Download Sentinel-2-L2A Data from AWS STAC Catalouge#
Notebook Description#
This Jupyter Notebook demonstrates how to download and process Sentinel-2 L2A satellite imagery data from the AWS STAC Catalogue. The notebook provides a step-by-step guide to querying, retrieving, and visualizing geospatial data using the stackstac library.
Key Steps#
Library Imports:
Utilizes libraries such as
pystac_client,stackstac,geopandas,shapely,rasterio, andfoliumfor geospatial data processing and visualization.
API Initialization:
Connects to the AWS STAC Catalogue using the API base URL and initializes the STAC client.
Data Search:
Queries the Sentinel-2 L2A collection for satellite imagery based on spatial (bounding box), temporal (date range), and cloud cover filters.
Bounding Box Creation:
Creates a bounding box around a point of interest and reprojects it to the appropriate coordinate reference system (CRS).
Datacube Retrieval:
Uses the
stackstaclibrary to retrieve and process the datacube, specifying desired bands (e.g., RGB and NIR), resolution, and resampling methods.
Visualization:
Visualizes the RGB bands of the datacube as images for visual inspection.
Use Case#
This notebook is ideal for users who want to:
Access and process Sentinel-2 satellite imagery from the AWS STAC Catalogue.
Learn how to use the
stackstaclibrary for creating datacubes.Visualize geospatial data for analysis and interpretation.
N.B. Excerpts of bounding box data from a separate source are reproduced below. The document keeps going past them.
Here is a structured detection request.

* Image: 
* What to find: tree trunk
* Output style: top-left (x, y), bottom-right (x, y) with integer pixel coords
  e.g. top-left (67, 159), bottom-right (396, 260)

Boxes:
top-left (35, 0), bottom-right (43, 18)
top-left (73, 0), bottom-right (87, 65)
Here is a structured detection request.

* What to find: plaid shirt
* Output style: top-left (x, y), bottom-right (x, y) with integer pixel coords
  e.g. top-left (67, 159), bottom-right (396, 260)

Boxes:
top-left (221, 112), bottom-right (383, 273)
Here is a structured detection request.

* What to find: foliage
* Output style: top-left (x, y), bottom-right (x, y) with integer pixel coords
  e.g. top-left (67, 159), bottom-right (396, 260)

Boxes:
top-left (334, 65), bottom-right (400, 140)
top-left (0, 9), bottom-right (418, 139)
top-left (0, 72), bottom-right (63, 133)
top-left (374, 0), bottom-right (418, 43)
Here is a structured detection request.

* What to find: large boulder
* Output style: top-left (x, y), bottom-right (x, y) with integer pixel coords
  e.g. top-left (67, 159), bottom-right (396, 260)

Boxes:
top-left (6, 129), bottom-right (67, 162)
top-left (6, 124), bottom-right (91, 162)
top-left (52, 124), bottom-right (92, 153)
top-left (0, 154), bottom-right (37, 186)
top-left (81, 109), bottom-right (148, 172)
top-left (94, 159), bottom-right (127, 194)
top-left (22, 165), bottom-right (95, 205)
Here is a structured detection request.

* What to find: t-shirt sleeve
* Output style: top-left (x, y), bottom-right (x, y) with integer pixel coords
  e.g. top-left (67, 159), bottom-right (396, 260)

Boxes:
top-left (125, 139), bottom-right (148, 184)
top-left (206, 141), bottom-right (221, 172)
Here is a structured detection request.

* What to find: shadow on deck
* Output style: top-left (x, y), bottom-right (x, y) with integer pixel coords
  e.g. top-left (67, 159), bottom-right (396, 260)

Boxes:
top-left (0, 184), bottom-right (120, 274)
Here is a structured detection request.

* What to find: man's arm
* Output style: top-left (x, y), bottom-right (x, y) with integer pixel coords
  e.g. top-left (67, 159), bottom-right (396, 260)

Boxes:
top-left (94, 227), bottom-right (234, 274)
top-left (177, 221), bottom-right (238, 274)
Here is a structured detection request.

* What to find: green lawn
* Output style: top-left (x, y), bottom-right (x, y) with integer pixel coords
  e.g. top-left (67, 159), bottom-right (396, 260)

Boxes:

Import the required libraries#
import geopandas as gpd
import numpy as np
import pandas as pd
import pystac_client
import stackstac
import rasterio
from rasterio.enums import Resampling
from pyproj import Transformer
from shapely import Point
import xarray as xr
Define the API URL and collection name#
STAC_API = "https://earth-search.aws.element84.com/v1"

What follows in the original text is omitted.